Subsidence in Nakhalpara: Buet experts find faulty piling work

Low-quality soil, faulty design and inadequate protection measures in piling works led to the subsidence at a construction site in the city's Nakhalpara on Saturday, assessed an expert team from Buet.

Visiting the site yesterday, the team comprised of civil engineering experts Prof AMM Shafiullah and Prof Syed Fakhrul Ameen tried to ascertain the causes behind the incident.

Islamic Trading Consortium Ltd was doing the piling to build a basement car park for a proposed 14-storey Impulse Medical College and Hospital.

But the retaining wall of the pit dug for the foundations crumbled resulting in the cave-in and collapse of three corrugated iron sheet houses in the early hours of Saturday.

Part of a road subsided and cracks appeared on the adjoining structures including two five-storey residential buildings.

Both of them pointed at the lack of adequate protection measures in shore piling (ground digging for the foundations) of the site.

Prof Ameen said apparently the design was flawed and pilings were weak. The basement is larger than the surface coverage of the building, he said, and it is risky.

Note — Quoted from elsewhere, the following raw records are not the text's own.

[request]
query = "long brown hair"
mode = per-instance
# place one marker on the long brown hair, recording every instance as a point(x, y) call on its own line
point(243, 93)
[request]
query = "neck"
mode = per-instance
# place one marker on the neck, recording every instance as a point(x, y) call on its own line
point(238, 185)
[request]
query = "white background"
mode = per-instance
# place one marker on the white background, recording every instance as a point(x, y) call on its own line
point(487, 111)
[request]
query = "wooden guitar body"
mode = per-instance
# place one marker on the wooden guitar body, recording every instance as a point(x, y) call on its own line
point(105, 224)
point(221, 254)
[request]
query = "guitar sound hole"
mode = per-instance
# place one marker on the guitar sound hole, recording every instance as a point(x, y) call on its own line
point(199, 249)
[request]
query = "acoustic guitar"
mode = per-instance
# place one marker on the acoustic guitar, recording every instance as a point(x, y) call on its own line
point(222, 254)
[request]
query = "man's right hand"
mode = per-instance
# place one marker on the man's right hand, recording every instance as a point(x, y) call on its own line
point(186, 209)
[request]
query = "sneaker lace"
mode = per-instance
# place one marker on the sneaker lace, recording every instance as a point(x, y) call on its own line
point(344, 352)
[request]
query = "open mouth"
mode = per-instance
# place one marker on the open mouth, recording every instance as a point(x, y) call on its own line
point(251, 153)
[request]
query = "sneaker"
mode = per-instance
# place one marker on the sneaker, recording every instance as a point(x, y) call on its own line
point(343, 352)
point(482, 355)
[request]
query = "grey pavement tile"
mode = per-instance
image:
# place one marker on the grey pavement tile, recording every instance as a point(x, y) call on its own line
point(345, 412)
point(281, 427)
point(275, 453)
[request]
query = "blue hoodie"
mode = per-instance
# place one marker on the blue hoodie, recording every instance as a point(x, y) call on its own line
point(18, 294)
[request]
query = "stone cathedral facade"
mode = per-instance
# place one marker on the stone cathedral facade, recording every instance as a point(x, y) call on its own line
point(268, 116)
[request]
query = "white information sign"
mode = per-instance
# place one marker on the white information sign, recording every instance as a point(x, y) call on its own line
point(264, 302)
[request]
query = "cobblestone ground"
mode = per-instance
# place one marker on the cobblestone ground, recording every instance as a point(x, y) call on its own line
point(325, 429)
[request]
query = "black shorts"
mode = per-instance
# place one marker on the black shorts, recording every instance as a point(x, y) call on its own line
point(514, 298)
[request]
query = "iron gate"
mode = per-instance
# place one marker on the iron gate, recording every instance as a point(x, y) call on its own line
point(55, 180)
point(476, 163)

Prof Shafiullah said the disaster wouldn't have happened if the design had been drawn up properly.

However, collapse risk for the five-storey building to the north of the site has reduced after the pit filling started. But another to the west is still in danger with vacuum underneath, he said.

According to Shafiullah, almost all the good-quality soil of the capital has been used up and only low-quality soil is left for construction.

Proper soil investigation, which is often ignored, is crucial for any construction, he said.

He suggested continuing filling up of the pit.

Meanwhile, army engineers have so far dumped 20 percent of estimated ten lakh cubic feet of earth till yesterday, Brigadier General Md Siddiqur Rahman Sarkar told The Daily Star.

Residents of at least 20 adjoining houses have to suffer miserably, as the utility connections got snapped with the collapse.